Causes and Manifestations
Folliculitis starts when follicles are damaged by friction from clothing, insect bites, shaving or hairstyles that pull hair excessively. These damaged follicles are infected by bacteria, virus or fungi. Most cases of folliculitis are caused by the bacteria staphylococcus.
Iron deficiency anemia has also been known to cause folliculitis in chronic cases.
When bacteria is the causative agent for the inflammation, an individual may have hot tub folliculits, barber’s itch and gram negative folliculitis:
– Hot tub folliculitis usually occur when tub was not properly cleaned before use.
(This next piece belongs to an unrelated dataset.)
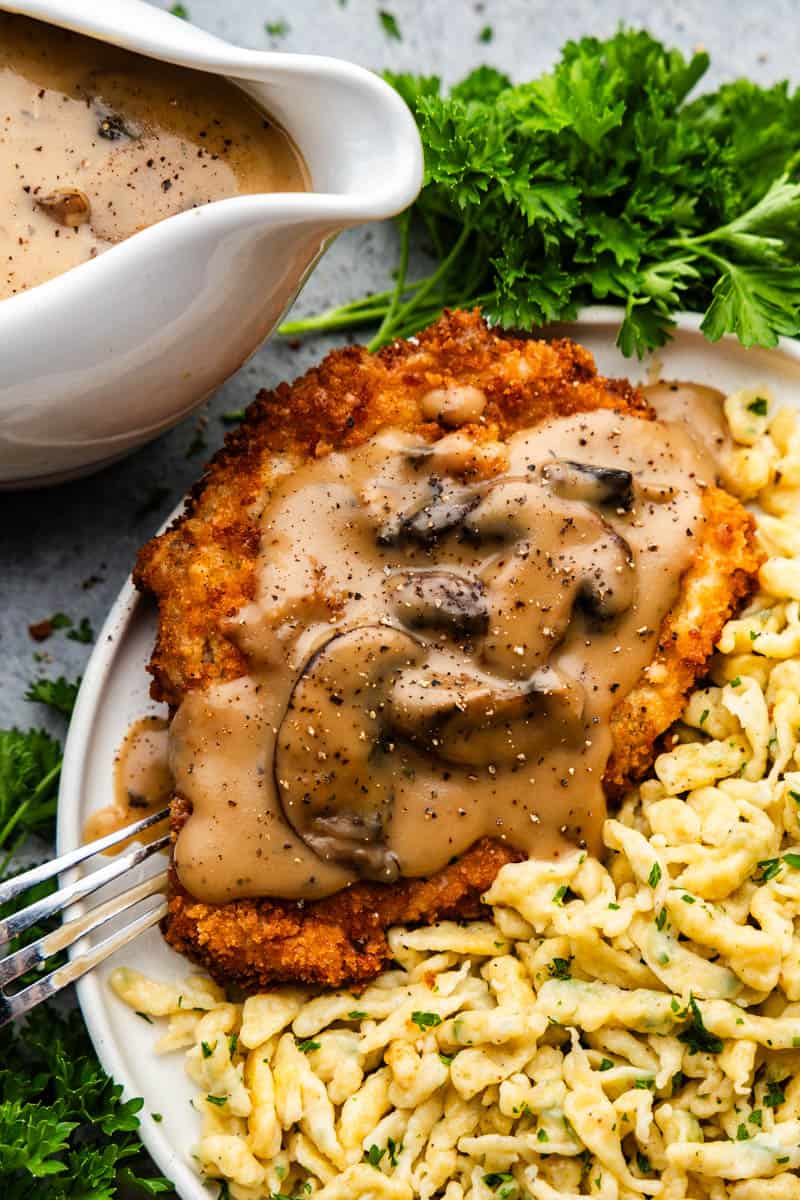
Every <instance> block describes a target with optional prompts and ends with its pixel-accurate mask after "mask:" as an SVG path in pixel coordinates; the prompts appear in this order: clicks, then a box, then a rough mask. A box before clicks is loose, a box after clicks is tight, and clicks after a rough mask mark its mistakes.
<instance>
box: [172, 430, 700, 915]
mask: <svg viewBox="0 0 800 1200" xmlns="http://www.w3.org/2000/svg"><path fill="white" fill-rule="evenodd" d="M470 415H471V414H470V413H469V412H467V413H465V414H464V419H465V420H468V419H469V416H470ZM451 439H462V440H459V442H458V445H457V446H456V445H455V443H451ZM443 443H447V449H446V451H445V450H443V449H441V446H443ZM489 445H491V446H492V451H491V455H492V457H491V460H485V461H483V464H482V470H481V472H480V473H479V472H476V470H475V466H476V457H475V455H474V454H470V452H469V451H468V439H467V436H465V434H462V433H459V432H453V433H447V434H446V436H445V437H443V438H441V439H440V442H435V440H434V442H431V440H429V439H428V438H426V437H423V436H422V434H415V433H408V432H403V431H401V430H391V428H389V430H384V431H381V432H379V433H377V434H375V436H373V437H372V438H369V439H368V440H367V442H365V443H363V444H362V445H359V446H355V448H351V449H345V450H339V451H333V452H330V454H327V455H325V456H321V457H319V458H313V460H302V461H295V460H291V458H281V457H277V458H276V460H275V462H273V475H272V485H271V488H270V493H269V496H267V498H266V499H265V503H264V508H263V511H261V518H260V522H261V544H260V551H259V557H258V562H257V581H255V595H254V596H253V599H252V601H251V602H248V604H247V605H245V606H243V607H242V608H240V611H239V612H237V613H236V614H235V616H233V617H231V618H229V620H228V623H227V626H225V629H227V634H228V636H229V637H231V638H233V640H234V641H235V642H236V643H237V646H239V647H240V648H241V649H242V652H243V654H245V655H246V658H247V664H248V670H247V673H246V674H243V676H242V677H240V678H237V679H233V680H229V682H225V683H219V684H212V685H210V686H209V688H207V689H206V690H204V691H201V692H190V694H188V695H187V696H186V697H185V700H184V702H182V704H181V706H180V708H179V710H178V713H176V715H175V719H174V721H173V726H172V731H170V742H172V761H173V767H174V770H175V779H176V790H178V791H179V792H180V794H181V796H182V797H184V798H185V799H186V800H187V802H188V804H190V805H191V809H192V812H191V816H190V818H188V820H187V822H186V823H185V826H184V827H182V829H181V832H180V834H179V838H178V841H176V847H175V863H176V869H178V874H179V876H180V880H181V883H182V884H184V887H185V888H186V889H187V890H188V892H190V893H191V894H192V895H194V896H197V898H198V899H200V900H206V901H210V902H222V901H225V900H229V899H235V898H240V896H258V895H272V896H287V898H294V899H300V900H307V899H315V898H319V896H324V895H329V894H331V893H333V892H336V890H338V889H341V888H342V887H345V886H347V884H349V883H351V882H354V881H355V880H357V878H360V877H363V878H371V880H383V881H391V880H393V878H396V877H397V876H398V875H399V876H405V877H415V876H427V875H432V874H433V872H435V871H437V870H439V869H440V868H443V866H444V865H445V864H446V863H449V862H450V860H451V859H452V858H455V857H457V856H458V854H461V853H463V852H464V851H465V850H467V848H468V847H469V846H471V845H473V844H474V842H475V841H476V840H477V839H480V838H482V836H492V838H499V839H501V840H505V841H507V842H510V844H511V845H512V846H515V847H516V848H519V850H521V851H523V852H525V853H529V854H535V856H539V857H551V856H558V854H560V853H563V852H564V851H565V850H566V848H569V847H570V846H575V845H579V846H585V847H588V848H591V850H594V851H596V850H599V847H600V841H601V828H602V822H603V818H604V814H606V804H604V794H603V786H602V781H603V772H604V768H606V764H607V761H608V756H609V754H610V750H612V734H610V724H609V721H610V714H612V712H613V709H614V707H615V704H616V703H619V701H620V700H622V698H624V697H625V696H626V694H627V692H628V691H630V690H631V689H632V688H633V686H634V684H636V683H637V682H638V679H639V677H640V672H642V671H643V670H644V668H645V667H646V666H648V664H649V662H650V661H651V659H652V655H654V650H655V647H656V642H657V637H658V630H660V628H661V623H662V620H663V618H664V616H666V614H667V612H668V611H669V608H670V607H672V605H673V602H674V600H675V599H676V596H678V593H679V584H680V577H681V575H682V572H684V571H685V570H686V568H687V566H688V565H690V563H691V560H692V557H693V546H694V538H696V534H697V532H698V529H699V526H700V523H702V521H703V512H702V486H703V484H705V482H710V481H711V478H712V474H714V469H712V467H711V466H710V464H709V461H708V458H706V457H705V455H704V454H703V452H702V451H700V450H699V448H698V446H697V444H696V443H694V442H693V439H692V437H691V436H690V433H688V432H687V431H686V430H685V428H682V427H681V426H679V425H675V424H670V422H666V421H660V420H643V419H640V418H637V416H630V415H625V414H620V413H615V412H613V410H606V409H601V410H597V412H591V413H583V414H576V415H573V416H564V418H555V419H551V420H547V421H543V422H542V424H541V425H537V426H535V427H534V428H530V430H523V431H519V432H517V433H515V434H512V436H511V437H509V439H507V440H506V442H505V443H503V444H500V443H489ZM489 462H491V463H492V469H489V470H487V469H486V468H487V463H489ZM476 476H477V478H476Z"/></svg>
– On the other hand, barber’s itch is a type of folliculitis affecting the bearded area of the face usually on the upper lip.
– Gram negative folliculitis appears after prolonged use of antibiotics used in treatment for acne.
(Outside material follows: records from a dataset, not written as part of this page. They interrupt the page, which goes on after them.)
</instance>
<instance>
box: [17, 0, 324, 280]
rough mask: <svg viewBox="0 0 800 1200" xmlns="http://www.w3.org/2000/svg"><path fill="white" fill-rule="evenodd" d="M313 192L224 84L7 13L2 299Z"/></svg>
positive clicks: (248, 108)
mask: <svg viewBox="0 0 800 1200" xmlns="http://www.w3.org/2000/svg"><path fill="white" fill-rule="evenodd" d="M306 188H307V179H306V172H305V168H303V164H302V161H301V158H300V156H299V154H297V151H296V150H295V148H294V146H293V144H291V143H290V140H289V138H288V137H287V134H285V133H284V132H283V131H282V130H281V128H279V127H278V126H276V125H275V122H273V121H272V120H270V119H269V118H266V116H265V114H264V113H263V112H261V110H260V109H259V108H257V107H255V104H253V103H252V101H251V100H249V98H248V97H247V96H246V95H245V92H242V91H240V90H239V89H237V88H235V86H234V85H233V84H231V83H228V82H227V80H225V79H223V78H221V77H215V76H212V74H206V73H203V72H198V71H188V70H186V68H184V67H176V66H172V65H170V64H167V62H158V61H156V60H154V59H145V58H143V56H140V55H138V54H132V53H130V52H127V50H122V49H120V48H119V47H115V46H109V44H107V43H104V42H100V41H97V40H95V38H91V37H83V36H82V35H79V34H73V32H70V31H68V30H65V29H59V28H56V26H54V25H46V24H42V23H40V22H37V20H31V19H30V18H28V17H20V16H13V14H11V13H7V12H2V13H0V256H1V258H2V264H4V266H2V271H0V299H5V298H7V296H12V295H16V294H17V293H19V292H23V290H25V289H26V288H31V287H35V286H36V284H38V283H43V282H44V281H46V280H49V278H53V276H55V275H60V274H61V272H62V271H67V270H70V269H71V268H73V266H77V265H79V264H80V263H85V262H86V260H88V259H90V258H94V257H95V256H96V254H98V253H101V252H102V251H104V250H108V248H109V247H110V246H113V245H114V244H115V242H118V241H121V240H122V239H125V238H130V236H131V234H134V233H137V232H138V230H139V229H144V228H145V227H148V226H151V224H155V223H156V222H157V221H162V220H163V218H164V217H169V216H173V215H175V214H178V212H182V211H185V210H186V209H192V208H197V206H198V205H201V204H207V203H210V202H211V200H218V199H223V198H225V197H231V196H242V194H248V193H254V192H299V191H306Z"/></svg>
Furthermore, if a patient is infected with fungal folliculitis, he or she may experience tinea barbae and Malassezia folliculitis:
– Tinea barbae is similar to barber’s itch but is caused by the fungus T. rubrum.
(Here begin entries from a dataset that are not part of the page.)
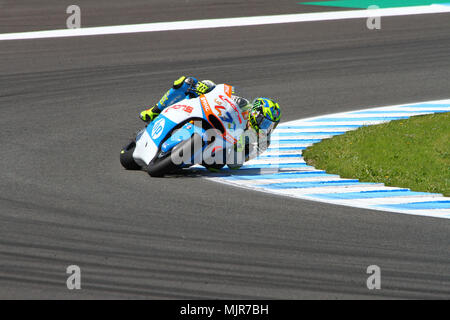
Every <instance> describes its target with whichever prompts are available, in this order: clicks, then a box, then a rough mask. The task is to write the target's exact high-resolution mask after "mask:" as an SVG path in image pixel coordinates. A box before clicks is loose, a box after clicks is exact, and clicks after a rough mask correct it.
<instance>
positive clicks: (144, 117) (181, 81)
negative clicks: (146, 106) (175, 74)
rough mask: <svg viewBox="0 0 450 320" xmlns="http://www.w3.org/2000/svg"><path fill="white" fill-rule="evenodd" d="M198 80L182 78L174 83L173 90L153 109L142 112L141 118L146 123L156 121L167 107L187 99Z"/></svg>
mask: <svg viewBox="0 0 450 320" xmlns="http://www.w3.org/2000/svg"><path fill="white" fill-rule="evenodd" d="M197 82H198V80H197V79H195V78H193V77H185V76H183V77H181V78H179V79H178V80H176V81H175V82H174V83H173V86H172V88H170V89H169V90H168V91H167V92H166V93H165V94H164V95H163V97H162V98H161V99H160V100H159V102H158V103H157V104H155V105H154V106H153V107H151V108H149V109H147V110H144V111H142V112H141V114H140V115H139V117H140V118H141V119H142V120H143V121H146V122H150V121H152V120H153V119H155V118H156V117H157V116H158V115H159V114H160V113H161V111H163V110H164V109H165V108H166V107H167V106H170V105H172V104H174V103H176V102H178V101H181V100H183V99H185V98H186V95H188V93H189V92H188V91H189V89H190V88H192V87H194V86H195V85H196V84H197Z"/></svg>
– Malassezia folliculitis on the other hand is caused by a yeast infection.
There are also cases of folliculitis that are caused by a virus. The herpetic folliculits is an example of these cases. Herpetic folliculitis occurs when herplex simplex virus infection spreads to follicles.
There are also cases of folliculitis that are not caused by microorganisms. These cases are Pseudofolliculitis barbae, Eosinophilic folliculitis, Folliculitis keloidalis, Folliculitis decalvans and oil folliculitis. They are either caused by weakened immune system, exposure to harmful oils or disorder of normal hair growth. This condition is estimated to affect about 10% to 20% of people at one point in their lives.
Certain groups of people are more prone to acquire folliculitis than others. People with compromised immune system such as cases of HIV/AIDS, cancer, hepatitis, chronic illness, and patients receiving systemic chemotherapy and taking immunosuppressive drugs are more prone to acquire this condition.
This condition may be prevented by paying attention to proper hygiene and having a strong immune system. For patients who have hair growth disorder, he or she must see the doctor immediately to prevent further inflammation.
Treatment involves using topical antiseptic and antibiotics such as neomycin and mupirocin. Some patients use systemic penicillins such as dicloxacillin. The use of antibiotics aggravates fungal folliculitis so it is important to coordinate with your doctor if you have this situation. The effective way of treating fungal folliculitis is the use of fluconazole and Econazole.